LOT.120

Léonard Foujita (藤田 嗣治)〈1886-1968〉
女の子

  • 作品カテゴリ: メイン洋画
  • 24.0×19.0cm
  • キャンバス・油彩・額装
  • 左下にサイン
    / 東京美術倶楽部鑑定委員会鑑定証書付
  •  
  • 予想落札価格: ¥6,000,000~¥9,000,000

【作品について】

 正面をまっすぐと見すえ、真摯なまなざしを向ける少女を描いた今回出品作は、セピア調の色彩や濃密な筆致から、藤田嗣治によって太平洋戦争中の1940 年から1945 年あたりに描かれたものと推察される。

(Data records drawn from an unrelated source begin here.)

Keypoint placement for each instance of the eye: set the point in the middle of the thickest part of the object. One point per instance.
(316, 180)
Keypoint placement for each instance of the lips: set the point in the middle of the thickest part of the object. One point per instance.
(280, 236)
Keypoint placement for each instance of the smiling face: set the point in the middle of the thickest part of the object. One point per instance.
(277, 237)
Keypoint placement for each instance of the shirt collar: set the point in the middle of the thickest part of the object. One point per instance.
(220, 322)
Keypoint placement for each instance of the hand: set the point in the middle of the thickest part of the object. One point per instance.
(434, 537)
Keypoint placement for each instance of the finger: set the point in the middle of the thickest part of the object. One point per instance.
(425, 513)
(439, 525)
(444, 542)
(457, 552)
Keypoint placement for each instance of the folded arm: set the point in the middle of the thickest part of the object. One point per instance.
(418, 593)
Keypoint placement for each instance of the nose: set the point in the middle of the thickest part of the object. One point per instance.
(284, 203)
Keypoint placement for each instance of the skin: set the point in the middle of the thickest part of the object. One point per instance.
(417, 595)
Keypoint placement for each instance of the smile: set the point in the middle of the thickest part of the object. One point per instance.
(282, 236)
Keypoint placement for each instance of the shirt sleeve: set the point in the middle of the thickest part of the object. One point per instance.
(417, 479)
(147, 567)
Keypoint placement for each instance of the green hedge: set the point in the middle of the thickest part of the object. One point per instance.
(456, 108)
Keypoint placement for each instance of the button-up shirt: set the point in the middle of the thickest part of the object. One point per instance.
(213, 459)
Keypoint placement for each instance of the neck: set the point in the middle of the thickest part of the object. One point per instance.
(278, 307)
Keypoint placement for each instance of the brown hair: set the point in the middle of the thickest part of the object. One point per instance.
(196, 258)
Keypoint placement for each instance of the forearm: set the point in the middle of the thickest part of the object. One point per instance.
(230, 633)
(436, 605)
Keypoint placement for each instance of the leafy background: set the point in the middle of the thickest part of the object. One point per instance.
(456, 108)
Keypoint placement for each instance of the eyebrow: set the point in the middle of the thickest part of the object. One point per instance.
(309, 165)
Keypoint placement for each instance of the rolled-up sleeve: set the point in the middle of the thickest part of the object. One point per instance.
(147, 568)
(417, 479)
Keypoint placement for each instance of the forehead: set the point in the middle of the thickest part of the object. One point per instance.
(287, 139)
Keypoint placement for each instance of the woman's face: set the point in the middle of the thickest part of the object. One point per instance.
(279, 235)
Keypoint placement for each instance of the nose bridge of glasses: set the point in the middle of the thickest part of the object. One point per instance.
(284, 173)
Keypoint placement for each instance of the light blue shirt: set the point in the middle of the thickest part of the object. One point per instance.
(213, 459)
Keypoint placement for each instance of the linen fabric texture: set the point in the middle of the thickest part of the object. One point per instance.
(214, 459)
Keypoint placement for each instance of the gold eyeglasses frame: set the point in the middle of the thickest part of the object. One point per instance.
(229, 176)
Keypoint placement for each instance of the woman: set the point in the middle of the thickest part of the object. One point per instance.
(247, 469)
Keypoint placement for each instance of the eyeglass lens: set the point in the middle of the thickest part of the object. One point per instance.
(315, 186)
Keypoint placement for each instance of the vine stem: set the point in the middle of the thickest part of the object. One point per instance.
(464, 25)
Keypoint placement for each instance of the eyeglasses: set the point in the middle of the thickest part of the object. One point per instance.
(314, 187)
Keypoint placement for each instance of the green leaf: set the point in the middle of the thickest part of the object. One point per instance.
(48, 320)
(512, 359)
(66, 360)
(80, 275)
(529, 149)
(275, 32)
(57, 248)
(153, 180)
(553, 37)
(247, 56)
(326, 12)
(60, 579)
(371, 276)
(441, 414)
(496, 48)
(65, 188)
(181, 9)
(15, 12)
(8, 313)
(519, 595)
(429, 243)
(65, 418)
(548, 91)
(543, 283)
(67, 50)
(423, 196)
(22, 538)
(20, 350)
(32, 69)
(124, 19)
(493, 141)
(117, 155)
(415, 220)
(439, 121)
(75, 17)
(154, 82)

乳白色の下地や繊細な描線で知られる画家にとって異色ともいえる本作の表現は、戦時中にしか見られないものであり、当時の画家の制作をものがたる貴重な1 作である。

 少女は金髪と淡い色の瞳の西洋人なので、戦時下の日本にいた藤田が実在のモデルを前にして描いたものとは考えにくい。さらに画家は戦中から戦後にかけて、白布のヘッドピースをかぶり、前髪もしまって髪を後ろで束ねて首の横から流す、本作と特徴のよく似た少女の絵を、細部や画風を変えながら複数枚描いているので、少女は画家の想像から生まれた存在ともいえるだろう。そして、少女の大きな瞳は無垢さを伝えながら、面差しはなにかを語りかけるように静かで、戦争という混迷のなかにいる画家の思いを考えさせられる、深い印象を感じさせる。

 藤田の主要なモチーフといえば、裸婦、猫、子どもがあげられるが、少年少女を題材とした作品に力を入れはじめたのは、1950 年にフランスに戻ってからであった。それ以前については、藤田が初めてパリに渡った1910 年代からたびたび描くものの、肖像画など現実に即したあどけない表情をした作品が多い。1930 年代には南米やアジア、日本各地を巡り、現地の子どもたちの姿を残しているが、それらは旅先で出会った人々の記録として側面も強いだろう。しかし戦後に描いた子どもたちについて、画家は以下のように語っている。

「私の数多い子供の絵の小児は皆私の創作で、モデルを写生したものではない。この世の中で見た小児の印象は忘れずに画の中に取り入れる事もあるが、本当にこの世の中に存在している子供ではない。私一人だけの子供だ。私には子供がない。私の画の子供が、私の息子なり娘なりで一番愛したい子供だ」

 画家の理想であった子どもたちは、可愛らしさをそなえつつ画家の意思を代弁するような大人びたまなざしをもつ。そのような子どもを描くようになった背景には、静穏な平和への希求と、戦争によって傷ついた画家の心を慰めていたことが偲ばれる。

 今回出品作は戦時中あたりに描かれたと考えられるため、戦後の子どもの作品とは画風や表現は異なる。しかし、画家が思い描いた幼い姿に、自身の心の内を重ねたような描写は似通う点も見受けられ、両者には近しい意図があったと見ることもできるのではないだろうか。そうであれば本作は、戦後の画家を代表する子どもたちの絵の萌芽ともいえるような1 作である。